A cela plusieurs raisons. Selon Balestrini, l’oubli [2] fut une réaction à la défaite : Il fallait surtout oublier ce passé terrible qui avait inexplicablement mobilisé les esprits de toute une partie d’une génération. Il n’y avait aucune explication, pas même une tentative, même fausse, de rendre compte des motivations de tout ce qui s’était passé. On préférait tout passer sous silence

Ainsi, pendant longtemps, du fait de la répression mais aussi de l'amertume de la défaite, l’héritage des extra-ordinaires expériences italiennes a été analysé par des théories trop partisanes, de militants de la Gauche radicale simplifiant et idéalisant à l’extrême les faits, ou bien au contraire par le filtre contraignant du monde intellectuel politico-philosophique qui s’acharne à employer, jargon philosophique et allégories qui les destinent à un public trop restreint : 
« Lorsque l’opéraïsme fut filtré par des théoriciens français tels que Deleuze et Guattari, comme c’est devenu à la mode en certains cercles, le mélange résultant, s’il ne trahit pas le développement de la pensée de Negri lui-même ne servit cependant qu’à obscurcir les désaccords souvent fondamentaux qui existaient entre différentes tendances à l’intérieur de l’opéraïsme et de l’Autonomie.» [3] François Cusset dans son ouvrage French Theory [4] souligne que la critique de Walter Benjamin sur l’intellectuel de Gauche est encore d’actualité qui affirme : « leur fonction positive procède entièrement d’un sentiment d’obligation, non à l’égard de la révolution mais à l’égard de la culture traditionnelle ». Puis d’ajouter que « le conformisme des hommes de lettres leur dissimule le monde dans lequel ils vivent ».

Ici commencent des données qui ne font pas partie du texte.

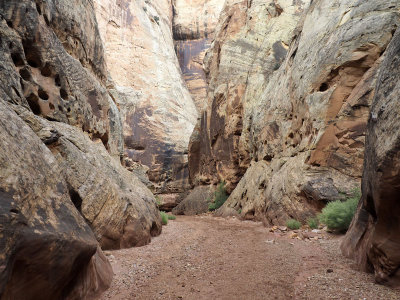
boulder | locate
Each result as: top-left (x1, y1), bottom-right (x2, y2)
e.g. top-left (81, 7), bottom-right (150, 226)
top-left (0, 100), bottom-right (113, 300)
top-left (341, 30), bottom-right (400, 287)
top-left (172, 185), bottom-right (215, 216)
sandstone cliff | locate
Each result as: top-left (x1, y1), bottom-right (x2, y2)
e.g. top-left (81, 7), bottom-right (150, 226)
top-left (189, 0), bottom-right (400, 223)
top-left (342, 30), bottom-right (400, 287)
top-left (95, 0), bottom-right (197, 193)
top-left (172, 0), bottom-right (224, 112)
top-left (0, 0), bottom-right (166, 299)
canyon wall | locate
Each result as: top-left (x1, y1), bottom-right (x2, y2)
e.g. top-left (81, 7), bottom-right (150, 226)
top-left (0, 0), bottom-right (171, 299)
top-left (95, 0), bottom-right (197, 194)
top-left (189, 0), bottom-right (400, 224)
top-left (342, 30), bottom-right (400, 287)
top-left (172, 0), bottom-right (224, 113)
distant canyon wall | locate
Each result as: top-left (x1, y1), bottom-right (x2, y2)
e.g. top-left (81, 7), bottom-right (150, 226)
top-left (189, 0), bottom-right (400, 224)
top-left (95, 0), bottom-right (197, 193)
top-left (172, 0), bottom-right (224, 113)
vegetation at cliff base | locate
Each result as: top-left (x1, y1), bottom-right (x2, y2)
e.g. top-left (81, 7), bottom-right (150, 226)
top-left (208, 181), bottom-right (229, 211)
top-left (160, 211), bottom-right (168, 225)
top-left (319, 190), bottom-right (361, 232)
top-left (307, 218), bottom-right (319, 229)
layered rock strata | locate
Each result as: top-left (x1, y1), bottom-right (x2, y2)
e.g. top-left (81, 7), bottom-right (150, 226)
top-left (95, 0), bottom-right (197, 193)
top-left (0, 0), bottom-right (165, 299)
top-left (189, 0), bottom-right (399, 223)
top-left (342, 30), bottom-right (400, 287)
top-left (0, 100), bottom-right (113, 300)
top-left (172, 0), bottom-right (224, 112)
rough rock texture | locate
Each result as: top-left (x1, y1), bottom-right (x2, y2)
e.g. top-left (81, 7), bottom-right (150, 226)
top-left (189, 0), bottom-right (400, 223)
top-left (95, 0), bottom-right (197, 193)
top-left (172, 0), bottom-right (224, 112)
top-left (0, 0), bottom-right (122, 157)
top-left (18, 109), bottom-right (161, 249)
top-left (0, 100), bottom-right (113, 300)
top-left (342, 30), bottom-right (400, 287)
top-left (0, 0), bottom-right (161, 248)
top-left (172, 185), bottom-right (215, 216)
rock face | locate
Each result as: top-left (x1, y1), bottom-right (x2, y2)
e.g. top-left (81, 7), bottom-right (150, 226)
top-left (172, 0), bottom-right (224, 112)
top-left (0, 0), bottom-right (161, 299)
top-left (342, 30), bottom-right (400, 287)
top-left (189, 0), bottom-right (400, 223)
top-left (14, 109), bottom-right (161, 250)
top-left (172, 185), bottom-right (215, 216)
top-left (0, 101), bottom-right (113, 300)
top-left (95, 0), bottom-right (197, 193)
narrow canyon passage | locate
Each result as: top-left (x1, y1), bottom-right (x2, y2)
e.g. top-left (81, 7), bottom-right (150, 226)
top-left (101, 215), bottom-right (400, 300)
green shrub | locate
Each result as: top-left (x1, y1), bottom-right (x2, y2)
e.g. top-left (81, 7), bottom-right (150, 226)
top-left (319, 190), bottom-right (361, 232)
top-left (286, 219), bottom-right (301, 230)
top-left (167, 214), bottom-right (176, 220)
top-left (160, 211), bottom-right (168, 225)
top-left (208, 181), bottom-right (229, 211)
top-left (307, 218), bottom-right (319, 229)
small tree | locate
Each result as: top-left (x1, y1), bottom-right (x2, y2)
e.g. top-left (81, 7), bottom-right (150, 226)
top-left (319, 190), bottom-right (361, 232)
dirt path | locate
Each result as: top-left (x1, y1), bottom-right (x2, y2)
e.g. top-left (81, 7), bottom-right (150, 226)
top-left (102, 216), bottom-right (400, 300)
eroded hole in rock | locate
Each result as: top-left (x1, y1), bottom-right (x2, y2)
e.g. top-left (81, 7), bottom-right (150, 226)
top-left (26, 93), bottom-right (41, 115)
top-left (12, 86), bottom-right (21, 97)
top-left (69, 189), bottom-right (82, 213)
top-left (92, 130), bottom-right (108, 150)
top-left (36, 3), bottom-right (42, 15)
top-left (40, 63), bottom-right (51, 77)
top-left (43, 15), bottom-right (50, 26)
top-left (19, 68), bottom-right (32, 81)
top-left (22, 41), bottom-right (42, 68)
top-left (11, 52), bottom-right (25, 67)
top-left (60, 89), bottom-right (68, 100)
top-left (319, 82), bottom-right (329, 92)
top-left (38, 88), bottom-right (49, 100)
top-left (54, 74), bottom-right (61, 86)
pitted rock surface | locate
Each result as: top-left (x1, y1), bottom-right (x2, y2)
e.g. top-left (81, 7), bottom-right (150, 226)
top-left (189, 1), bottom-right (400, 224)
top-left (341, 30), bottom-right (400, 287)
top-left (0, 100), bottom-right (113, 300)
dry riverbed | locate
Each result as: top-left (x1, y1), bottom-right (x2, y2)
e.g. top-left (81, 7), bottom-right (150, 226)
top-left (102, 215), bottom-right (400, 300)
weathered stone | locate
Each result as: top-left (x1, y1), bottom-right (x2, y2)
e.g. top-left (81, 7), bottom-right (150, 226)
top-left (16, 107), bottom-right (161, 249)
top-left (172, 185), bottom-right (215, 215)
top-left (0, 100), bottom-right (113, 300)
top-left (0, 0), bottom-right (123, 157)
top-left (95, 0), bottom-right (197, 193)
top-left (172, 0), bottom-right (224, 112)
top-left (342, 30), bottom-right (400, 287)
top-left (189, 0), bottom-right (400, 223)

Certes, la critique radicale avait été poursuivie par d'éminentes personnalités, dont Toni Negri, un des principaux théoriciens de la Nuova Sinistra ; des témoignages de prison d'anciens membres de groupes révolutionnaires armés étaient publiés.  Puis, plus tard, le collectif français de la mouvance Tiqqun [5] se réclamant des mouvements Autonomes italiens de 77, a contribué à leur reconnaissance notamment auprès des plus jeunes organisations alternatives,  appelant à la guerre civile et faisant l’apologie de l’insurrection. A cela s’ajoute la parution ces derniers mois de nombreux ouvrages sur la Nouvelle Gauche Italienne qui, en ces périodes de crises économiques successives, semble confirmer une sorte de revival pour le marxisme, et un goût prononcé pour la violence spectaculaire des attentats, une attention particulière à la morbidité du terrorisme, et dans un autre domaine [notamment au cinéma]de la repentance affligeante de certains anciens membres des groupes révolutionnaires armés. Qui semblent les conforter dans l'immobilisme et l'inéluctabilité face au danger d'une lutte plus radicale. 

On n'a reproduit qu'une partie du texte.